When you compile the program the address of main is not known. At compile time main is just a symbol for the body of the main function. The compiler and linker generate an executable that marks where main starts and all its references (this is how the OS loader fixes actually the addresses so that the calls of functions work.

I generally now how the linker and loader work, that those details are the crux of the confusion on which one should you chose, and does it even make a difference sometimes?

There are essentially 3 ways to call a function at a call site (mostly everything else is a derivative of these).

  1. it can be inlined at compile time. There’s no jump, no call instruction. The optimizer gets to it and can do its magic though the lexical function boundary. This is generally the fastest case, what you want for the hot path, but also the most restrictive (the function body need to be known at the same time for this to happen).

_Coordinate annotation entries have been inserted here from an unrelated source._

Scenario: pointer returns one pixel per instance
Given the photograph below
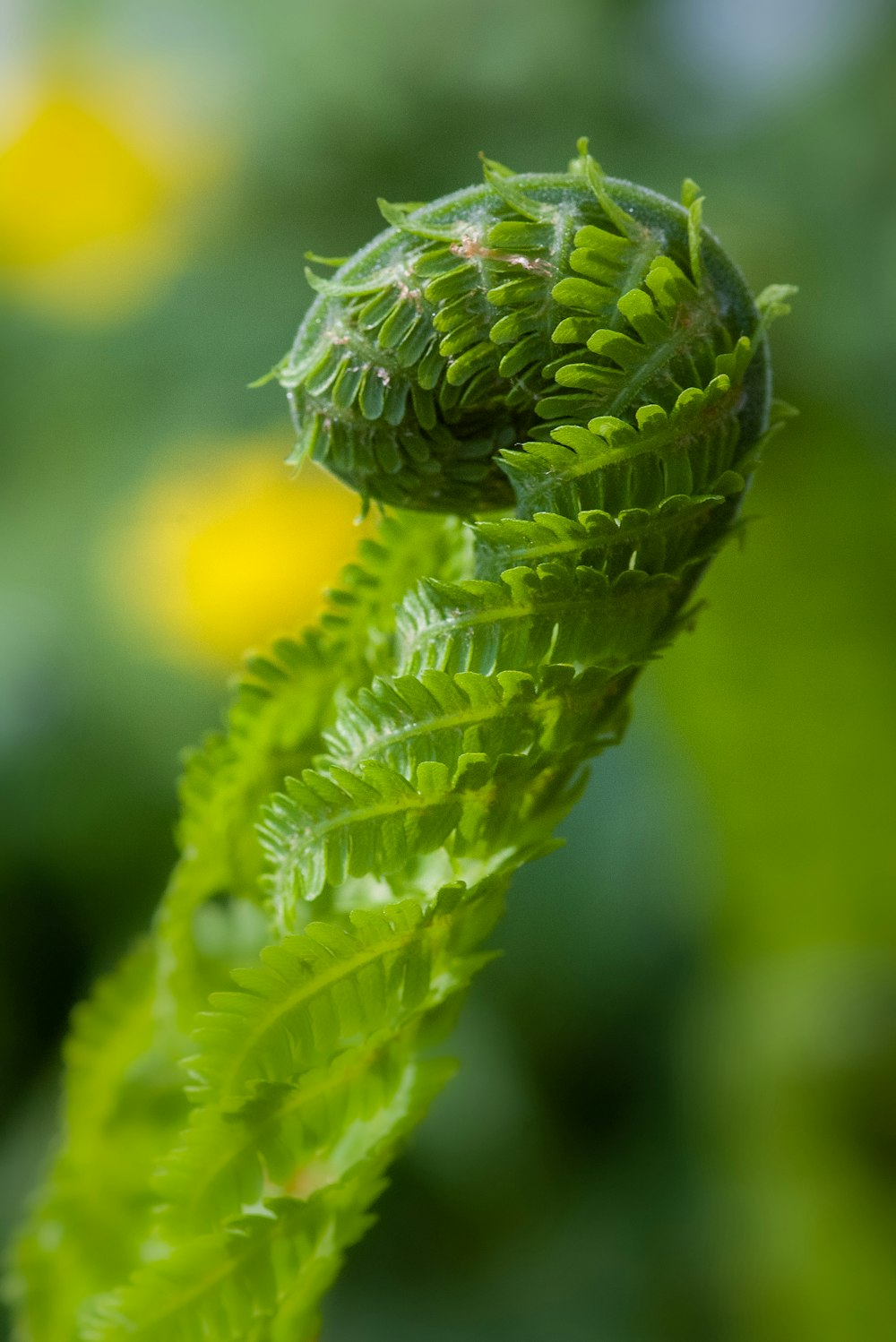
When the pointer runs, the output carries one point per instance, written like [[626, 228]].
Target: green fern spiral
[[567, 350]]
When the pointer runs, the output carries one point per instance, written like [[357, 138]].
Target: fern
[[570, 348]]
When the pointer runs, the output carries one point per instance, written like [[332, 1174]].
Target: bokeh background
[[676, 1117]]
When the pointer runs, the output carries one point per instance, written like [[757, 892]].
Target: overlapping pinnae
[[574, 348]]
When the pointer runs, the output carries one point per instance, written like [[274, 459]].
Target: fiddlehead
[[566, 347]]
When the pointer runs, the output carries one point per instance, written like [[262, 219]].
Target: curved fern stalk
[[573, 366]]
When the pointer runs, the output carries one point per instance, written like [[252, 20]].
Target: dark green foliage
[[567, 344]]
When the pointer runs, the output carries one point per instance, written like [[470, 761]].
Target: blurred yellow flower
[[220, 557], [89, 199], [70, 180]]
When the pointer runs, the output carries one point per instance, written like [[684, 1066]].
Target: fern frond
[[530, 617], [656, 539], [333, 985], [564, 344]]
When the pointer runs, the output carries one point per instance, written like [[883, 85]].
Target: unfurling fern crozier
[[562, 384]]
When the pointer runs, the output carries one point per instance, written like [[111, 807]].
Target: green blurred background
[[676, 1117]]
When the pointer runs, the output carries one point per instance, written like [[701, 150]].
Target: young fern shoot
[[562, 384]]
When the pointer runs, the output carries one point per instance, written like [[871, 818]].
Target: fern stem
[[574, 348]]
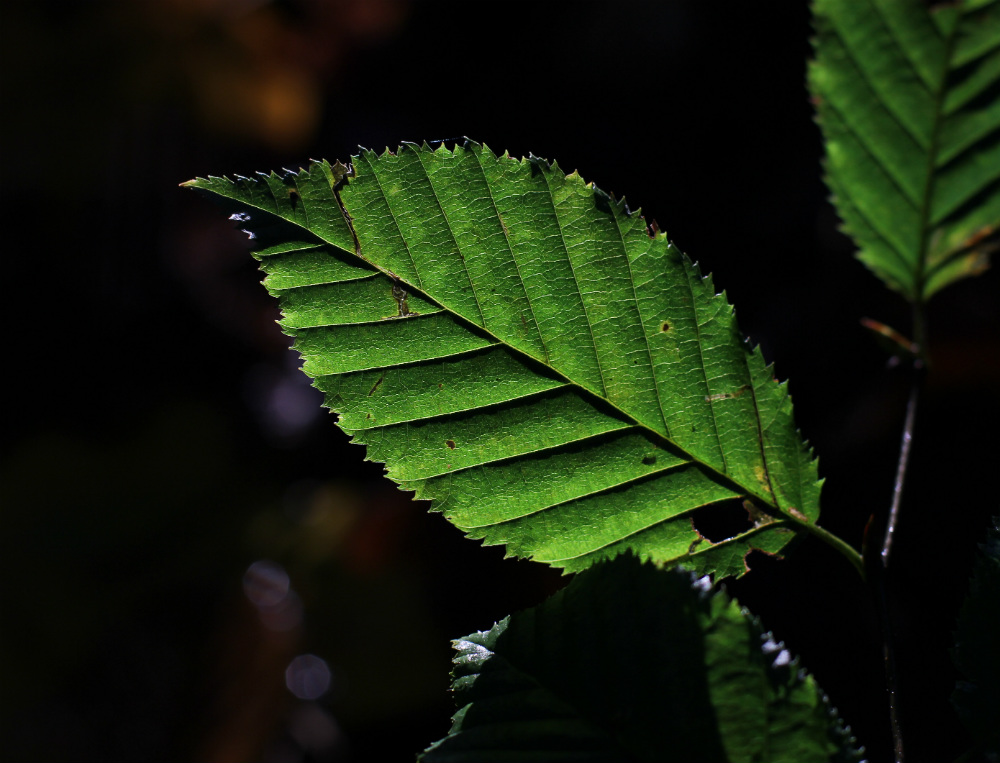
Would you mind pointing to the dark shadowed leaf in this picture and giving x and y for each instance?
(635, 663)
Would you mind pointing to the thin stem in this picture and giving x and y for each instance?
(879, 578)
(835, 542)
(904, 462)
(889, 655)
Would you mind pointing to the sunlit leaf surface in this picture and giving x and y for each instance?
(518, 348)
(908, 97)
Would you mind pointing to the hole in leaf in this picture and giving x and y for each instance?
(721, 521)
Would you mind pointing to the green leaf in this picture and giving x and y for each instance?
(908, 98)
(977, 698)
(519, 349)
(631, 662)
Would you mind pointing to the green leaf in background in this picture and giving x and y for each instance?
(517, 347)
(674, 672)
(908, 98)
(977, 698)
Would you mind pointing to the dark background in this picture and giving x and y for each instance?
(158, 439)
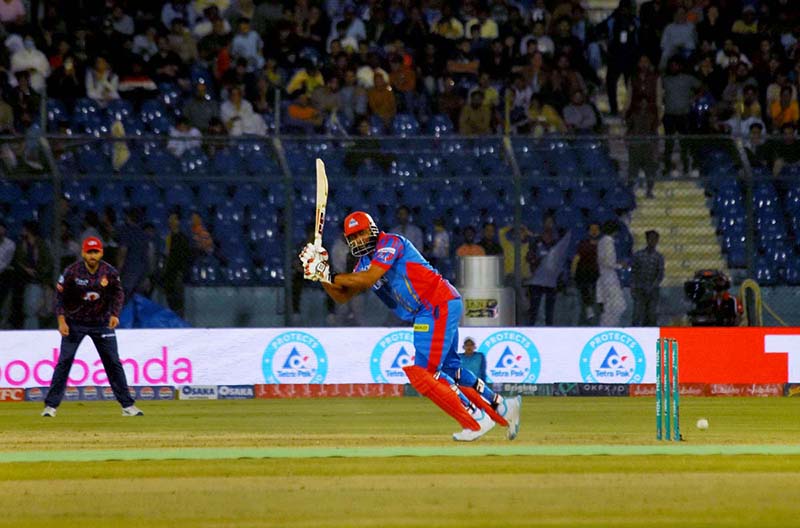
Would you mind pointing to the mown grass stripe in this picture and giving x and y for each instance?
(94, 455)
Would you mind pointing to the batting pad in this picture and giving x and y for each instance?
(440, 394)
(479, 402)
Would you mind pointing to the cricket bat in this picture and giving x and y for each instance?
(322, 202)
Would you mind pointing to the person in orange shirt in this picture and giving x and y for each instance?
(784, 110)
(381, 100)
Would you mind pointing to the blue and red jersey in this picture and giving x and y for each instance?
(410, 283)
(89, 299)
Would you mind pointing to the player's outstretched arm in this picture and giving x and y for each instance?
(345, 286)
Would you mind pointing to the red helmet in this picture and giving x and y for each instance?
(355, 223)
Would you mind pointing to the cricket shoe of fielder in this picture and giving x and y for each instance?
(484, 421)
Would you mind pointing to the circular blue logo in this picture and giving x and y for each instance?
(294, 357)
(511, 357)
(612, 357)
(391, 353)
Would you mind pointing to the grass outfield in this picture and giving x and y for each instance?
(560, 489)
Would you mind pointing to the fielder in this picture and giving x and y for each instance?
(408, 285)
(89, 298)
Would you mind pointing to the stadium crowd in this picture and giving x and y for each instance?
(230, 67)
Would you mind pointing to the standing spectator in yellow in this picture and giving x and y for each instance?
(475, 118)
(448, 26)
(544, 118)
(784, 110)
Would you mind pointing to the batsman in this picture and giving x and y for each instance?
(409, 286)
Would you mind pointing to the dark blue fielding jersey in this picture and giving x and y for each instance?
(89, 298)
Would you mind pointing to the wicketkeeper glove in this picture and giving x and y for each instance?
(315, 263)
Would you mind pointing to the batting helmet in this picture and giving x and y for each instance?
(355, 223)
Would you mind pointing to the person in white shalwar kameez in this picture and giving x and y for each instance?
(609, 290)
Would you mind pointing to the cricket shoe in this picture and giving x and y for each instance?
(132, 411)
(509, 410)
(484, 421)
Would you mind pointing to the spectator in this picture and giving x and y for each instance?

  2. it can generate a static symbol and when the program is loaded that static symbol gets patched right before it starts to be execute. Here the function body doesn’t need to be known, but the name needs to be known so the compiler can produce a symbol for it. This is great for functions not in the hot path (doesn’t pollute L1i cache, keep the hot path straight when not called). When run, the CPU sees a fixed address, as if the compiler knew it itself.

  3. it can use a dynamic call where just the address is known, and the knowledge of the actual function has been lost. This is how virtual calls and callbacks usually work. Sometimes the compiler can devirtualize or has enough information to know what is behind the pointer and do do #1 or #2, but only in fairly trivial cases where the pointer provenance is traceable.

So the question is what produces what at an instruction level.

  • Will a function body ever produce #3 or do you always need to turn it into a pointer?
  • what does a comptime *const fn produce and how it that any different than a either a *const fn or fn body? Does it basically cover both cases? Why would I ever not use comptime *const fn because it seems like it does both.
  • In what cases is *const fn inlineable and are those cases any differed than comptime *const fn (ie, are there any case where all else being equal does one differ from the other – can the code ever change just by adding or removing comptime if both signature compile)?

I wish there just some doc or description of these somewhere.

I’m curious about something similar here. I’d like to know what is the difference between these two:

comptime bar: *const fn (usize) bool

// vs...

comptime bar: fn (usize) bool

Both have ultimately generated identical assembly for me. I get that there may be something different about when and how they get resolved (if that’s meaningful, please explain) but from a practical standpoint, I don’t see there being a difference. By that, I mean I wouldn’t recommend one over another if asked which to use at my current state of understanding.

Maybe I just haven’t tried an example that’s convoluted enough to cause the compiler to change output.